I grabbed another piece of paper and another and another and I knew the answer was in the laws; the answer had to be in the equations that solved life. I wrote the equations side to side, I wrote them above each other and beneath each other and I grabbed another million paper and I wrote them and wrote them until they made no sense but neither did the world and yet the world kept going on and so shall I.
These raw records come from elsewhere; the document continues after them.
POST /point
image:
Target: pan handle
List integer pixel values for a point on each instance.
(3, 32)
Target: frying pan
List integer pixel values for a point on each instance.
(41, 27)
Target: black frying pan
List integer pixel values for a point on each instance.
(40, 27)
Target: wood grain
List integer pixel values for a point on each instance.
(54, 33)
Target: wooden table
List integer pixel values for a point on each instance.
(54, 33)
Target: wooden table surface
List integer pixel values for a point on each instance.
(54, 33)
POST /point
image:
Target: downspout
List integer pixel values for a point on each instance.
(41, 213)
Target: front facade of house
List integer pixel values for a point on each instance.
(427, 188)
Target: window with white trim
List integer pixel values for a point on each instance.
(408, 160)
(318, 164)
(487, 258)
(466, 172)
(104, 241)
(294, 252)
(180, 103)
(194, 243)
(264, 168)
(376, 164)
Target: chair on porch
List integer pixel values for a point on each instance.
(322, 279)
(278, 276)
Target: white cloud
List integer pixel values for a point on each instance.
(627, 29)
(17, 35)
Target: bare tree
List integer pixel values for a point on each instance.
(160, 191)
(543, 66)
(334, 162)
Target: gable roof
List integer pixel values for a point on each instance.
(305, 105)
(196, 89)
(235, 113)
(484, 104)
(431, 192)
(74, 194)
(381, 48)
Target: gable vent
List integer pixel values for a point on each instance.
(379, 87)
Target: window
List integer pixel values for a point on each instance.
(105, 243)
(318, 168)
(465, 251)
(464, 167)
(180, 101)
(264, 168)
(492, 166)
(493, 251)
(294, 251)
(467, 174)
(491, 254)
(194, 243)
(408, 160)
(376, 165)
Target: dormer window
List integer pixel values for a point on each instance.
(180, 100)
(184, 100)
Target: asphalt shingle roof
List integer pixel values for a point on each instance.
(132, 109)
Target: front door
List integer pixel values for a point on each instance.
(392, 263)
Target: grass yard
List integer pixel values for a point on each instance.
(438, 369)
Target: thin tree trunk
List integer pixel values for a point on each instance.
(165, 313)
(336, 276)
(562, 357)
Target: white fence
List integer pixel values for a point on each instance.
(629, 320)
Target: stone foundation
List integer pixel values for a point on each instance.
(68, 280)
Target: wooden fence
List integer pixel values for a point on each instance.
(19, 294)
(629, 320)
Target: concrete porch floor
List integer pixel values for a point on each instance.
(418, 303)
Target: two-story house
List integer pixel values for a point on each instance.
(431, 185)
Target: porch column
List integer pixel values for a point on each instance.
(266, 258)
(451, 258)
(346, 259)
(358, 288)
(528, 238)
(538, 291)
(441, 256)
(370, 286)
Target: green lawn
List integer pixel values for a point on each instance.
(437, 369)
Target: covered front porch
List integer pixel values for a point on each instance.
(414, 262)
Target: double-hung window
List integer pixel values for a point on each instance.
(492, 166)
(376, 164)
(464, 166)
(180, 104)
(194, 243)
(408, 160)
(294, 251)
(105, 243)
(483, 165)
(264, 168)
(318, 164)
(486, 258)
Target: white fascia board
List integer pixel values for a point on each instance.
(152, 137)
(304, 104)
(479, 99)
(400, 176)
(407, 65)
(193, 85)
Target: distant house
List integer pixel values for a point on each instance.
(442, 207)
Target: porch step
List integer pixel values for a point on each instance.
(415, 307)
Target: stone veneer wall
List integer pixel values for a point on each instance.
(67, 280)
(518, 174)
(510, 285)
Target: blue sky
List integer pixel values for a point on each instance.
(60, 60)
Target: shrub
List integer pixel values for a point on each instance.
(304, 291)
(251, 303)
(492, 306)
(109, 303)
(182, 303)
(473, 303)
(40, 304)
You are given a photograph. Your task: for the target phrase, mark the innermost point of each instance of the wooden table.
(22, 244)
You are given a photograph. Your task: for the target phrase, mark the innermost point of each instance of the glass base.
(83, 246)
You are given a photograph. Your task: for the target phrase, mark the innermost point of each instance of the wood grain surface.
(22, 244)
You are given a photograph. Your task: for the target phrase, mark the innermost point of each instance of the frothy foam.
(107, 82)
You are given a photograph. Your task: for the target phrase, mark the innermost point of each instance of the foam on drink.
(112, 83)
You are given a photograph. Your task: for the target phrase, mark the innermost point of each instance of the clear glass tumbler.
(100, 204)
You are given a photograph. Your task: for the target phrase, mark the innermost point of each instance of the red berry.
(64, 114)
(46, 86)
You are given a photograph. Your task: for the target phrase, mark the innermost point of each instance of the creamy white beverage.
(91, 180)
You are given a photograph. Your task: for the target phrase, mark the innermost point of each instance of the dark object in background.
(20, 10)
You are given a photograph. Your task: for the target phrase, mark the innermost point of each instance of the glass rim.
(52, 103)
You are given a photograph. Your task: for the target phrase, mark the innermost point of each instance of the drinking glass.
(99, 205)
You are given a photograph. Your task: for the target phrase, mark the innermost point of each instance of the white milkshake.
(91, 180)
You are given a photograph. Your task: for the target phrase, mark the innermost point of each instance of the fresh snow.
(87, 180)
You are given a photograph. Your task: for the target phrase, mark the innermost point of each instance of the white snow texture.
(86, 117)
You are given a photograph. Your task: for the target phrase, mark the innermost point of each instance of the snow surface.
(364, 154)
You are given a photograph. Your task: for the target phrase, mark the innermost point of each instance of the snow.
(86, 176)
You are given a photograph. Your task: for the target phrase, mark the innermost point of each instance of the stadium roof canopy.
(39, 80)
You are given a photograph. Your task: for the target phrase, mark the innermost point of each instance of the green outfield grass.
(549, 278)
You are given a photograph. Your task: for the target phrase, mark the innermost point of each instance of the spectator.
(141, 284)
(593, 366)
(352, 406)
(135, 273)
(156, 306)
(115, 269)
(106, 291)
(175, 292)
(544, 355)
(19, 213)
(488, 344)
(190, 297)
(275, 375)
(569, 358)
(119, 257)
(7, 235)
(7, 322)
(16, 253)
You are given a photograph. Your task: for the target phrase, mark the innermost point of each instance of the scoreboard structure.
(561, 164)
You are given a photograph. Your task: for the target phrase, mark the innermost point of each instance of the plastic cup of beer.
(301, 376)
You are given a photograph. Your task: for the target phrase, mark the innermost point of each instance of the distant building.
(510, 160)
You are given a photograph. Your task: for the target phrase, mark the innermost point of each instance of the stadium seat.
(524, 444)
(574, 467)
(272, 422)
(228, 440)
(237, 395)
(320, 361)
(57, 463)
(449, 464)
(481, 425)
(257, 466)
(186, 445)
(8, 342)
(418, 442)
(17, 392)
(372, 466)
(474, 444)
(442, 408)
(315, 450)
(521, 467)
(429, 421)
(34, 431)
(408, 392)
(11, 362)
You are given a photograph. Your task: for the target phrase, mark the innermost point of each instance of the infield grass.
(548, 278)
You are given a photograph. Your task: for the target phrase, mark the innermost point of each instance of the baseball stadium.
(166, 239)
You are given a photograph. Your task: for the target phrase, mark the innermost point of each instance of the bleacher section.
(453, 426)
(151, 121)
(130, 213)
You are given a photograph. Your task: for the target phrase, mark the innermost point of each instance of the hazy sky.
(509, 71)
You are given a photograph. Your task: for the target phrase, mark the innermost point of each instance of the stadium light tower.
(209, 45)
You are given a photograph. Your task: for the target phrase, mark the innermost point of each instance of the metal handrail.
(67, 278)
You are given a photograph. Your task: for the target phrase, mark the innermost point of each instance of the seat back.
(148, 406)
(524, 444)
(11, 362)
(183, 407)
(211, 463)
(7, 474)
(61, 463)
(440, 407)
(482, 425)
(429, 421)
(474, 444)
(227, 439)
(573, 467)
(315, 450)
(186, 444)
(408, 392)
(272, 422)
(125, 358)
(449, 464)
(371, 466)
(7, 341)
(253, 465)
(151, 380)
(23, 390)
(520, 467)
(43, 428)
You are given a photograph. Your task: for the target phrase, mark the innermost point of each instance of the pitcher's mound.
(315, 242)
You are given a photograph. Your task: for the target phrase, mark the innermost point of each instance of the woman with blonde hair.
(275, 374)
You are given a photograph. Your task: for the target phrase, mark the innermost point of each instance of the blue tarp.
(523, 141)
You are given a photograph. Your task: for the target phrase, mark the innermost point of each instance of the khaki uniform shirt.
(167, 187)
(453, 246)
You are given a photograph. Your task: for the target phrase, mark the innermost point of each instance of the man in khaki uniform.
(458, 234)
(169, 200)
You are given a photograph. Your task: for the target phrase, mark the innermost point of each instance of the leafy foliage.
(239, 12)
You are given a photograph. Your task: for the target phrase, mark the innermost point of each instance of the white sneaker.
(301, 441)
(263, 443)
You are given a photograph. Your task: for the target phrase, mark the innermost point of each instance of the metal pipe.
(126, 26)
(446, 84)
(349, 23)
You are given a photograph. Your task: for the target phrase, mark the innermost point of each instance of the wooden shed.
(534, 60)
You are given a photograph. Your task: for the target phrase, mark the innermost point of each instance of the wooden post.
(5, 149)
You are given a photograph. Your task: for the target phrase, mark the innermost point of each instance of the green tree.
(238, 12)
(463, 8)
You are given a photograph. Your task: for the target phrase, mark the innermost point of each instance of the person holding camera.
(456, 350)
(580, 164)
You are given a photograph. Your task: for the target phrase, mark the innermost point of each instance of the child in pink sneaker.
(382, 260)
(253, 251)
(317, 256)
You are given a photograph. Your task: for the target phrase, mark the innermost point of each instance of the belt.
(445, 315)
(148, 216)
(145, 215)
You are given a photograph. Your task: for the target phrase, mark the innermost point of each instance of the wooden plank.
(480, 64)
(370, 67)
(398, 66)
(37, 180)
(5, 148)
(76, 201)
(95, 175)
It was getting hot around, my clothes were suffocating. It was very hot now yet the wind was still blowing outside as hard as it has been all night. I arranged all pieces of paper on the floor now and I kneeled down on them. I was sweating so hard, it almost felt like all the water in me was trying as well to escape the suffocation I feel. I took off my wet coat. I took off the muddy shoes. I took off my wet shirt and my wet pants. My body was covered in water that I now was not able to identify as whether the water of the rain that has soaked me or that was my cold sweat. I started shivering but I still felt hot, and yet there was no clothes left on me to take off. I focused on going back to the writing and so I did. There was no strength left in me now and I stared at the papers for what seemed like forever with no sense at all. There was no strength in me, not to cry not even to break down and rage on the world, not even to tear these papers in small tiny insignificant, meaningless, pointless, pieces like my life. And so my body was falling back now like there was no ground. It is when it hit the ground and I fell on the papers that the rain seemed to stop and the wind seemed to settle and the world seemed to go on to start a new day. And I, like with all the problems in my life, seemed to have found no satisfactory answer; in fact no answer at all.
I rolled to my right side trying to stand up with nothing left in me anymore, no water, no strength, and no soul. As I was standing up I had to take the paper off me that has stuck on the water that was on my body. This was another physics law it is just an adhesive force that kept the paper on my body. I removed all the paper and found myself in front of the mirror with this look in my eyes, one that I haven’t seen before; not in my eyes, not in no one’s. I was no longer dripping; there I was standing half dry, half dehydrated, and naked in front of the mirror with a million inked equations on my body that seemed in place like a tattoo that was unwillingly carved under my skin upon birth.